9/11 ushered in another power and money-grab that continues to feeds on any scrap or tendril of monetary value it can suck from its citizens, all data included.
Anyway, we already know from the trailer that we’re in for some pro-war propaganda, which may or may not be anywhere near as scathing and derisively sarcastic as Paul Verhoeven’s classic example of war satire “Starship Troopers.”
Darth speaks. “Nothing will stand in our way.” That sounds familiar; wonder where I’ve heard that kind of talk before.
Revenge is in the air. “I will finish what you started.” We see Darth’s grotesquely deformed face, whose eyes are absent.
A woman’s voice announces, “There were stories about what happened.”
We see low altitude air battles between familiar spaceships.
Harrison Ford, framed in a lushly lit fantasy vision of glories past, chimes in, “It’s true, all of it.”
“THIS CHRISTMAS” flashes on the screen.
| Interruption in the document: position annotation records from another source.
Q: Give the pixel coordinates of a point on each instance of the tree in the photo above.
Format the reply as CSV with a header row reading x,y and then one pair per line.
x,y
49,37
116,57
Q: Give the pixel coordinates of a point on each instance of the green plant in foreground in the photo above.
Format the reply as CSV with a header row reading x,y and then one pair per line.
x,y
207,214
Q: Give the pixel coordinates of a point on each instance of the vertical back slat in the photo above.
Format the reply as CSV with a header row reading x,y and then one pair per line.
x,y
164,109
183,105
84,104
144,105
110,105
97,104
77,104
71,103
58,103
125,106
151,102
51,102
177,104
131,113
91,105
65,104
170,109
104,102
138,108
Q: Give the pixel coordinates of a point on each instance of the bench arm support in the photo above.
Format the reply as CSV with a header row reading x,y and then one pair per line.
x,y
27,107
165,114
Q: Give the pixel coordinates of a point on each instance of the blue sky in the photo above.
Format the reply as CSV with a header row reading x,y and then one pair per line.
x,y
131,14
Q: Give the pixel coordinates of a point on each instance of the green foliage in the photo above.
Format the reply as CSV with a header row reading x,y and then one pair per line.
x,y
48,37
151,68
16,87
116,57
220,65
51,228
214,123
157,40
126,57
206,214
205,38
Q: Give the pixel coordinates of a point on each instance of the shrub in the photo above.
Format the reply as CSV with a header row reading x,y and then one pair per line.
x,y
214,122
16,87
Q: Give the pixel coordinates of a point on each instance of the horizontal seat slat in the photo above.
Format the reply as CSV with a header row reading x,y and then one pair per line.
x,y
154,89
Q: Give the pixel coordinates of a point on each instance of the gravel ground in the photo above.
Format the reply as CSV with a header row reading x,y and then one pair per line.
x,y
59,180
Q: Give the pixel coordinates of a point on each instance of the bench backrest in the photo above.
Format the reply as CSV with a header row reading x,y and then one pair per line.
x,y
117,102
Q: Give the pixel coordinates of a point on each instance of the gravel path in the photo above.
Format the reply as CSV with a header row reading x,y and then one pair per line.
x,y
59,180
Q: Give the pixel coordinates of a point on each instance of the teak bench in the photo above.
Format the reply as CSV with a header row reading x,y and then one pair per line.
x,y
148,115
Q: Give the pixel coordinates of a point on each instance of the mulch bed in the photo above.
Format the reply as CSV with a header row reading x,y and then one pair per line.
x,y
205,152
I’d rather see Tarantino’s “Hateful 8” rather than suffer through what is certain to be a picture, which however competently written and executed, remains a pro-war propaganda product to be consumed like so much ritual medicine by an American public struggling with its own wartime reality of daily mass shootings, and a police force on schedule to kill over 1,100 citizens this year.
“A dark side. A Jedi. They’re real. The Force. It’s calling to you. Just let it in.”
Wow. Damn if that doesn’t sound like an offer you can’t refuse. And I mean that in the “Godfather” intent of delivery. “Let it in,” is just creepy. Do you have to be entered? Will it hurt?
“Star Wars.” The title says it all. Come get you and your family a dose of revved-up fantasy war violence in a context of a coming-of-age story amid possible global annihilation. Be sure and buy lots of popcorn and Cokes. George Lucas loves you.